I am at a beginners level so I'm not sure if this is correct.
So here is what I did,
Base Case:
for n = 1
LHS: $\frac {2^{1}}{1} = 2$
RHS: $2^{1} = 1$
So LHS = RHS
Inductive Case:
for n+1
$\sum\limits_{k=1}^{n+1} \frac {2^{k}}{k} \ + \ \frac {2^{n+1}} {n+1}$
Then inductive hypothesis
$\sum\limits_{k=1}^{n+1} \ 2^{n}\ + \ \frac {2^{n+1}} {n+1}$
Now this is where I got stuck, from here can I take the summation of both sides of the sign separately and for $\sum\limits_{k=1}^{n+1} \frac {2^{n+1}} {n+1}$ can I multiply by n+1 take the summation and then divide by (n+1) at the end?

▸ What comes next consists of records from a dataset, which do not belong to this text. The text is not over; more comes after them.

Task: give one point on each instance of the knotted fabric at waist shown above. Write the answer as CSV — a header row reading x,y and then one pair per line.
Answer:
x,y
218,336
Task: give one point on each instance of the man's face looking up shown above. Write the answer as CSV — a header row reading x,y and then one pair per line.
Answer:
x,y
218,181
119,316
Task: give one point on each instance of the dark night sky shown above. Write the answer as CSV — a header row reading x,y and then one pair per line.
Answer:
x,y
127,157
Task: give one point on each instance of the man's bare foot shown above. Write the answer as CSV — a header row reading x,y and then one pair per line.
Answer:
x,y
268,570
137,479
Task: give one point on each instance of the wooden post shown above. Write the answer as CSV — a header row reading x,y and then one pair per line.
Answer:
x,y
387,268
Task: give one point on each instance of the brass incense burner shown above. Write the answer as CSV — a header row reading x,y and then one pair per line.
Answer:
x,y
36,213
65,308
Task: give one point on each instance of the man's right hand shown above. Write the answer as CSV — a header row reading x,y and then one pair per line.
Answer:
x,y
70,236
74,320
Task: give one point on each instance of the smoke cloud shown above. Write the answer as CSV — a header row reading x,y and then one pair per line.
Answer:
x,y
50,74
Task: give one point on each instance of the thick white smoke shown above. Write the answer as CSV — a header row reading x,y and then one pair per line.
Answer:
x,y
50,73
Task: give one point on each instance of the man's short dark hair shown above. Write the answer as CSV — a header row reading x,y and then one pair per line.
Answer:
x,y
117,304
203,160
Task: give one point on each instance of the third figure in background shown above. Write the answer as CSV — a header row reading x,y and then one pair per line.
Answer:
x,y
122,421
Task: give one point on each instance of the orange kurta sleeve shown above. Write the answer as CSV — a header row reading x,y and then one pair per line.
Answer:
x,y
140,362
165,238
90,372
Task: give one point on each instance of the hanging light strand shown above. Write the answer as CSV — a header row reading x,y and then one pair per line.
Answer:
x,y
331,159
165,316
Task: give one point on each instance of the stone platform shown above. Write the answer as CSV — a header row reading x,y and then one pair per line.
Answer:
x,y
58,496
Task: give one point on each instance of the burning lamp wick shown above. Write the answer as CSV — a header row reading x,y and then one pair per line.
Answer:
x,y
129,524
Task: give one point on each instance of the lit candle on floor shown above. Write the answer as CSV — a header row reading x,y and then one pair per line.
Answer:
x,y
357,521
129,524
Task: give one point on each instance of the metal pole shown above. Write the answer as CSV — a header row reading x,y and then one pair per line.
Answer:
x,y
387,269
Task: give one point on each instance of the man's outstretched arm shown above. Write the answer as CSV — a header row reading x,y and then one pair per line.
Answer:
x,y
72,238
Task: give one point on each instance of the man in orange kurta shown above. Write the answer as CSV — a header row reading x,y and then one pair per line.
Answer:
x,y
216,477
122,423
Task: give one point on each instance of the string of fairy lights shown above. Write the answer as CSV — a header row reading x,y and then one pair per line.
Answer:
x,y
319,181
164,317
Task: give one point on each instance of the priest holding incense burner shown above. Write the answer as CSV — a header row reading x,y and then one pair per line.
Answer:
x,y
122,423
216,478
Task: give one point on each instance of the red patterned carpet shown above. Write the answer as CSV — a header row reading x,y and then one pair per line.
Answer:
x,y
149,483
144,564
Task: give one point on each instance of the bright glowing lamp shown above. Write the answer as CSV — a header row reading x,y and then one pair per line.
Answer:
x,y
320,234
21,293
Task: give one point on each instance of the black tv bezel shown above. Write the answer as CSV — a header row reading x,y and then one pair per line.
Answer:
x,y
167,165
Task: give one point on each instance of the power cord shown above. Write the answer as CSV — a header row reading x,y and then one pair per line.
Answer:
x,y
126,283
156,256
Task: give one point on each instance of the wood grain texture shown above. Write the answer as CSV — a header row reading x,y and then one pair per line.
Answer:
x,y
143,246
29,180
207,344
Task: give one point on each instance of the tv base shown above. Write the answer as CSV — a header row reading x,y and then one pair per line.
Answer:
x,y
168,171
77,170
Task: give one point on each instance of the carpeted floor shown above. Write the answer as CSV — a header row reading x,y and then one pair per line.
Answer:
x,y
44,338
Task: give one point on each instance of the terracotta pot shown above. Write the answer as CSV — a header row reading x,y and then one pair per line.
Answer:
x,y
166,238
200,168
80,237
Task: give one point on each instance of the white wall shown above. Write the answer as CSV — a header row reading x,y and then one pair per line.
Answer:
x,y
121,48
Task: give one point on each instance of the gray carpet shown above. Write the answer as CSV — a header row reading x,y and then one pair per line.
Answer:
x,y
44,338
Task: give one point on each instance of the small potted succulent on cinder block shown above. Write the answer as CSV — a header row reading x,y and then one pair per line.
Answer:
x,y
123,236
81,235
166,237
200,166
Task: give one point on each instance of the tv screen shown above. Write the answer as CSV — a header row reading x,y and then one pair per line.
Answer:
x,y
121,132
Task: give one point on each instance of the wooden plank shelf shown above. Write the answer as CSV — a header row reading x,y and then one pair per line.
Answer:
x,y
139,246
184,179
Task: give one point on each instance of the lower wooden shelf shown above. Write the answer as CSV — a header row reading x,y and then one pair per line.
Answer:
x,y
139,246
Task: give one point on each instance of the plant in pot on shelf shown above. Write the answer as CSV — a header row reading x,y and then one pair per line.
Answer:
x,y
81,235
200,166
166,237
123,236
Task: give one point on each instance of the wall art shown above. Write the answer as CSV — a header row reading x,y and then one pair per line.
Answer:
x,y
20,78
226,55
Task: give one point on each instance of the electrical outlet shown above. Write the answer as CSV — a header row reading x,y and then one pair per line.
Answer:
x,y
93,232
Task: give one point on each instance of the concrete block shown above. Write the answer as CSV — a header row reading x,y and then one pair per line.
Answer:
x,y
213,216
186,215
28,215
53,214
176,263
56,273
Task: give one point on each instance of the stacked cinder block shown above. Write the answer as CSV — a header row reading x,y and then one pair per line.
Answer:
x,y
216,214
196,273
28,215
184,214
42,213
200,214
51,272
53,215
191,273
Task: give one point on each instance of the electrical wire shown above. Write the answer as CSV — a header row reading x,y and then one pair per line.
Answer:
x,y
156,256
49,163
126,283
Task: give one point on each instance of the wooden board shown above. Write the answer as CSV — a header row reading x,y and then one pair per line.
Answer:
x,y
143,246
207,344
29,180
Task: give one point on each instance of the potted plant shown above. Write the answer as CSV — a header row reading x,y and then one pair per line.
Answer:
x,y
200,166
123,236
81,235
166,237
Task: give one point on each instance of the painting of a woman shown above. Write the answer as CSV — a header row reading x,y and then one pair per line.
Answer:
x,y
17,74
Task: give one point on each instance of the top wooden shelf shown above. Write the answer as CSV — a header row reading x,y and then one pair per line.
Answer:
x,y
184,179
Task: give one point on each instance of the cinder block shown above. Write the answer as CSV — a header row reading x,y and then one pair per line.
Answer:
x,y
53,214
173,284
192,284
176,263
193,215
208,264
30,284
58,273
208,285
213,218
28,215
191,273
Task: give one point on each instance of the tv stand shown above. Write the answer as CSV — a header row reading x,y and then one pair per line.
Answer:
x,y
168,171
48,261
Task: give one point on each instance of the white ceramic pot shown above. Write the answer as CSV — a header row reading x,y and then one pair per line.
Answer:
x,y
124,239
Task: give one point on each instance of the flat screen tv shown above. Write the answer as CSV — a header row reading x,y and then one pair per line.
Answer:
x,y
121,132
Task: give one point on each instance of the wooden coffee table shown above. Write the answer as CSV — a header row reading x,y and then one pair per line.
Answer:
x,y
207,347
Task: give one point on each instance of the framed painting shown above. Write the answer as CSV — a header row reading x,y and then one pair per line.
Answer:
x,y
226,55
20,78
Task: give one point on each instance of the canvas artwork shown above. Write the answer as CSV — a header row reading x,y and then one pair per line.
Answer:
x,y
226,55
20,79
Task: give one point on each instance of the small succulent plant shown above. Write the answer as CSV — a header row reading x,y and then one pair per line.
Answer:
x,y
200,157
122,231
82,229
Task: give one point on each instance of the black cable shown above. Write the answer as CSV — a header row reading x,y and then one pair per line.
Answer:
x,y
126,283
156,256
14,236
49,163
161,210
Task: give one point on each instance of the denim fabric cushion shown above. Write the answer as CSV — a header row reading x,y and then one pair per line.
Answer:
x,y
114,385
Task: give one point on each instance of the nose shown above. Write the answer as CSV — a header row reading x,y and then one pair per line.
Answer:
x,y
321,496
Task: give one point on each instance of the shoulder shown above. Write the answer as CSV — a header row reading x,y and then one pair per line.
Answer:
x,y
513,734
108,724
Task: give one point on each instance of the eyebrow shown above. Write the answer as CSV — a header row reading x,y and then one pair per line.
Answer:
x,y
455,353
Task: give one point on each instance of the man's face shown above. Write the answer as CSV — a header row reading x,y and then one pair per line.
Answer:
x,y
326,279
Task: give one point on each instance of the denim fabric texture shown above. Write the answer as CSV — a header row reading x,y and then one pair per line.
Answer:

Is this the correct way to solve?
Also I'm not sure how $\sum\limits_{k=1}^{n+1}$ will effect my answer vs $\sum\limits_{k=1}^{n} $
Best Answer
Base case: Assume that for some $x$ the sum $$\sum_{k=1}^x \frac {2^{k}}{k} \leq 2^{x}$$ Then adding the next term $$\sum_{k=1}^{x+1} \frac {2^{k}}{k} \leq 2^{x}+\frac{2^{x+1}}{x+1}=2^x(1+\frac2{x+1})$$ Now as $\frac2{x+1}\lt1$ for $x\gt2$ we can say that $$\sum_{k=1}^{x+1} \frac {2^{k}}{k} \leq2^x(1+1)\le2^{x+1}$$ Thus if it is true for some $x$ it is also true for $x+1$. Testing $x=1,2$ individually we see that $$\sum_{k=1}^{1} \frac {2^{k}}{k} \le2$$ $$\sum_{k=1}^{2} \frac {2^{k}}{k} \le2^2$$ and so the summation is always less than $2^n$ by induction.